Da sempre le MX5 sono un soggetto ideale per decorazioni aggressive di stampo racing come le strisce longitudinali che qualcuno chiama "tipo Viper"probabilmente senza sapere che le strisce sono una decorazione storica delle auto da corsa, specie USA, fin dagli anni '50.

Ad esempio erano una caratteristica della mitica muscle car Shelby Cobra 427, ma si sono viste anche sulle versioni racing di moltissime sportive americane come Pontiac GTO, Oldsmobile 4-4-2, Camaro Z-28, Buick GSX, Mustang GT350...

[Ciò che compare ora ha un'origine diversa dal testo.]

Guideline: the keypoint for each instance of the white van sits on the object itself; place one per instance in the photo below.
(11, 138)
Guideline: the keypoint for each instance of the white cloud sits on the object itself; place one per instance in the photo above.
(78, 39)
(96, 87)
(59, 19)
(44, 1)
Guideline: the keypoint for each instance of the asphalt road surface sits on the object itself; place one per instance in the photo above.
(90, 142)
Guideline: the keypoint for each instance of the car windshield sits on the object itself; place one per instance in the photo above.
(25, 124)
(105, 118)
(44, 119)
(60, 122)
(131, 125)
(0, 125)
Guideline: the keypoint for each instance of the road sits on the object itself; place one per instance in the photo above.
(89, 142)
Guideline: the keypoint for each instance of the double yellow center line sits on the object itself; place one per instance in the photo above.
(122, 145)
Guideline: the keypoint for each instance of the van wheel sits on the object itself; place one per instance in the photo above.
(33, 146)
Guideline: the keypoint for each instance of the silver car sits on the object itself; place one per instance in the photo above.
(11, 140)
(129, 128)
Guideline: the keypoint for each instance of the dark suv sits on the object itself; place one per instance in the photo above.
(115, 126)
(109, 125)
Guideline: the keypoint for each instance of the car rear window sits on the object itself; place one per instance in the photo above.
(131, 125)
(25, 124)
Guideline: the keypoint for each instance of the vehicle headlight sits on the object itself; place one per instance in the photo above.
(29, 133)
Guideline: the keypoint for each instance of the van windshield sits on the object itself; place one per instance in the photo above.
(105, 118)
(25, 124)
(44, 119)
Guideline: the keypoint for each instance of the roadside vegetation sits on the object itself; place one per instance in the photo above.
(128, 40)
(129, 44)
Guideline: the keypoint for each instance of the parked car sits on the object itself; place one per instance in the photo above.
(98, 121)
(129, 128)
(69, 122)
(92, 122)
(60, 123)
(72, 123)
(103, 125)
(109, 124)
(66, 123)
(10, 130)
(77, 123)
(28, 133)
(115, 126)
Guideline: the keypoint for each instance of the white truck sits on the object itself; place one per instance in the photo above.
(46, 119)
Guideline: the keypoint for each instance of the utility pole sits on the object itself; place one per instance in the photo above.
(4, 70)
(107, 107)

Anche molte auto da corsa europee sfoggiavano stripes di varia forma, tra cui Jaguar e Ferrari. La Viper ha riportato in auge le stripes presso il grande pubblico ma soprattutto in USA dove circolano "striped Miatas" sin dai primi anni '90.

Anche la stessa Mazda ha presentato prototipi ed auto da esposizione decorate con le Stripes, inoltre le MX5 dei vari Campionati monomarca nazionali portano spessissimo tale decorazione, tanto da indurre l'importatore svizzero della Mazda a commercializzare una serie speciale numerata ispirata alle gare dotata di serie di stripes bianche.

Si tratta della MX5 GTR, su base M2. La GTR numero 2 di proprietà dell'amico Michael Fleischmann presidente del Club Ticino, ed è ammirando la sua auto che mi venuto l'amore per le Stripes.

La mx5 gtr

VERNICE O VINILE?


Se volete dare questo tocco di sfacciata aria racing alla vostra Miata avete due strade: la verniciatura o l'applicazione di strisce adesive in vinile. La prima opzione darà un risultato perfetto, nessuna imperfezione o scalino tra carrozzeria e decorazione, ma è ovviamente irreversibile (oltre che molto più costosa). Ma dato che si possono ottenere risultati di rilievo anche con il vinile io consiglio decisamente questa opzione (a meno che non abbiate bisogno di riverniciare comunque la vostra auto, magari una M1 anzianotta)

APPLICAZIONE DI STRIPES IN VINILE AD UNA MX5 M2

Applicare stripes adesive su una MX5 è una impresa che è possibile intraprendere nel proprio garage, ma serve un pò di pazienza!

Bisogna precisare che ottenere un buon risultato è strettamente legato alla qualità del materiale usato.

IL MATERIALE:


Sconsiglio nettamente la plastica adesiva generica in vendita nelle cartolerie, rivolgetevi a professionisti della decorazione di esterni, ad esempio le Aziende che si occupano di cartellonistica, auto e furgoni pubblicitari.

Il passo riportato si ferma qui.